Thursday, June 2, 2016

Ask Linda #1317-Player kicks another’s ball out of sight

Hi Linda,

I was playing in a tournament over the weekend. We were on the tee of a short par 4 and another group in the same competition was ahead of us on the green. It was 265 yards to the green centre and I didn’t expect my tee shot to reach the green, as I was hitting a 3-wood which would normally be 220-230 yards if struck well. However there was a reasonable wind behind and I thought it might get close to the green. I didn’t wait for the green to clear and hit a great shot which landed short of the green on a direct line for the green centre and I didn’t see it after that.

On reaching the green I couldn’t find my ball. As it was on a very straight line we concluded that it must have gone over the green and into the lateral water hazard behind it. I took a penalty stroke and ended up with a bogey 5.

Later on in the clubhouse I was told what actually happened. My ball bounced well short of the green and rolled onto it and was stopped by the flagstick that was laying on the green as the other group was putting. One of the players in that group wasn’t happy that I’d not waited for the green to clear and in a fit of rage kicked my ball off to the left of the green into the fairly deep rough.
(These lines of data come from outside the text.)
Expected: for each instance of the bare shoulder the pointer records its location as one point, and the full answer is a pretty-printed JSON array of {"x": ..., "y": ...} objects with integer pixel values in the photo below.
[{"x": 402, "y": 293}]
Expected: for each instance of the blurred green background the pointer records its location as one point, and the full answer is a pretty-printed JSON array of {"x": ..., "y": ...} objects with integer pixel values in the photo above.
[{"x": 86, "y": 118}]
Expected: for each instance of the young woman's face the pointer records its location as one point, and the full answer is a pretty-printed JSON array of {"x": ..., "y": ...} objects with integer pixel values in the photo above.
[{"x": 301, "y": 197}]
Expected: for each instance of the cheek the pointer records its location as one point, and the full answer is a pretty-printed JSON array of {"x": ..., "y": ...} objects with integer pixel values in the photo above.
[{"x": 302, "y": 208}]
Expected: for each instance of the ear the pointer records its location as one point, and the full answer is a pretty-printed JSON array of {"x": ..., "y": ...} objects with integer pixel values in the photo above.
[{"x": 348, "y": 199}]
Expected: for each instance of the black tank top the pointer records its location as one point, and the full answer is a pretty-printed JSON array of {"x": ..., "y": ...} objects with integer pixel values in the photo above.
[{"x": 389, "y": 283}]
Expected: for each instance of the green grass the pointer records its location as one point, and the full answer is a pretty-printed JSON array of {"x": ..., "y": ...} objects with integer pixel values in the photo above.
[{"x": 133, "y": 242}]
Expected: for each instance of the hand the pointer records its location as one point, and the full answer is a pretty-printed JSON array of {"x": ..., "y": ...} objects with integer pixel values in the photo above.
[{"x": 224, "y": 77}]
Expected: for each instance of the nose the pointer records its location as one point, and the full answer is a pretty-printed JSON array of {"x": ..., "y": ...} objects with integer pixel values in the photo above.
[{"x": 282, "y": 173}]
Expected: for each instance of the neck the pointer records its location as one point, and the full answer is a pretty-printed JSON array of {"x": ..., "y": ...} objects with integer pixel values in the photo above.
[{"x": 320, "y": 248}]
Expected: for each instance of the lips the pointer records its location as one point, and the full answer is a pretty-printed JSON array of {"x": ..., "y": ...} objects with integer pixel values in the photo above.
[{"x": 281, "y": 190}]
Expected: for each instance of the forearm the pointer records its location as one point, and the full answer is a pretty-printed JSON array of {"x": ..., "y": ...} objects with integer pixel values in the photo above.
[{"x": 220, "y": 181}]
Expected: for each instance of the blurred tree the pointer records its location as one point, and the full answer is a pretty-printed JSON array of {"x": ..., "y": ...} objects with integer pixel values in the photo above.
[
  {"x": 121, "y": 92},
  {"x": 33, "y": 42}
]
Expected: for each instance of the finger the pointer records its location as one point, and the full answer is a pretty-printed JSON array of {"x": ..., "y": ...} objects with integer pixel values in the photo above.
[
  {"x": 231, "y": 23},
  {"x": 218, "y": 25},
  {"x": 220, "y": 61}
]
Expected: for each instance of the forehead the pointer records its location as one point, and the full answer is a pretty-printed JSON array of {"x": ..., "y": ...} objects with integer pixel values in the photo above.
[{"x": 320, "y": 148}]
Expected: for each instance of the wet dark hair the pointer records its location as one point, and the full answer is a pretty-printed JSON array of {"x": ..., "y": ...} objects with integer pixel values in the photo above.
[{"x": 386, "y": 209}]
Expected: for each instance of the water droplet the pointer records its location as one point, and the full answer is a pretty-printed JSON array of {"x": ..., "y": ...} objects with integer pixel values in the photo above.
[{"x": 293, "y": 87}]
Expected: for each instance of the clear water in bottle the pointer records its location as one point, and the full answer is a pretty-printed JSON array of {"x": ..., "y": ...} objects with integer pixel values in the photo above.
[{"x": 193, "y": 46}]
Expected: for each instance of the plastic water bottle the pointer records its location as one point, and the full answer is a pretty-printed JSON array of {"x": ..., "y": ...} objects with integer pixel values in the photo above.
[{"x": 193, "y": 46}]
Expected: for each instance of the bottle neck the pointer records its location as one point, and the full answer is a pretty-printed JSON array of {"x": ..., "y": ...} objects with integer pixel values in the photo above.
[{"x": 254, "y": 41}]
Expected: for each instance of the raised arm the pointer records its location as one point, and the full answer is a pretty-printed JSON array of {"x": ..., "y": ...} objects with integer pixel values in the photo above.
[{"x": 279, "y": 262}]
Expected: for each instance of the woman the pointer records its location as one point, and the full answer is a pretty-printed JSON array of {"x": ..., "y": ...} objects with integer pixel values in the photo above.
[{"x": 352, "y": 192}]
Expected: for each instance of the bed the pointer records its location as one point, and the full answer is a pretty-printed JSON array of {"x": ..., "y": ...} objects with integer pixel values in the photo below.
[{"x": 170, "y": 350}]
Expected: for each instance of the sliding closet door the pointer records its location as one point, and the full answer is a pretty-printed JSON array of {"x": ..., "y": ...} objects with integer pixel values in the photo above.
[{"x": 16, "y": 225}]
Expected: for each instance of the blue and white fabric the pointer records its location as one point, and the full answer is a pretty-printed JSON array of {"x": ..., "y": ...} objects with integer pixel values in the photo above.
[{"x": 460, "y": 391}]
Other than a point of ethics, I’m not sure the player in front broke any rules that would have incurred a penalty. What do you think?

Lou from Tampa, Florida

Dear Lou,

This is a matter for the Committee to decide. The Committee has the option to disqualify a player for a serious breach of Rule 1-2 [please read Rule 1-2, the penalty statement, and Note 1]. I might be inclined to disqualify the player who kicked your ball. Not only did he deliberately move a fellow competitor’s ball in play, he kicked it into an area where you would be unlikely to search (since you knew the ball had taken a straight path). He did not tell you where to find the ball, deliberately withholding information that led to your scoring much higher on the hole. His action was malicious and detrimental to you. My inclination to disqualify the player is, of course, my opinion – others might let the player off with a two-stroke penalty [Decision 1-4/4].

Now let’s take a look at your breach of etiquette. Players are cautioned in Section I of the rulebook to refrain from hitting until they are certain that the players in front are out of range. You stated that you didn’t expect your ball to reach the green, but that there was a good wind behind you that might help carry your ball close to the green. If there is the remotest possibility that your ball will reach the players in front of you, you should wait until they have moved on. While it would seem unlikely that you would injure a player from that distance (your ball would be rolling by the time it reached the green), there is a good chance the arrival of a ball on the green would distract the players who were trying to putt.

This situation could easily be handled without the intervention of the Committee. The player who was upset should have warned you against hitting into the group in front; you should have responded with a profuse apology and a promise to be much more careful in the future. Better yet, you could have gone forward immediately and apologized, at which point the angry kicker might have told you where he kicked the ball and where you should replace it.

A little common sense and some basic manners might have defused the whole situation.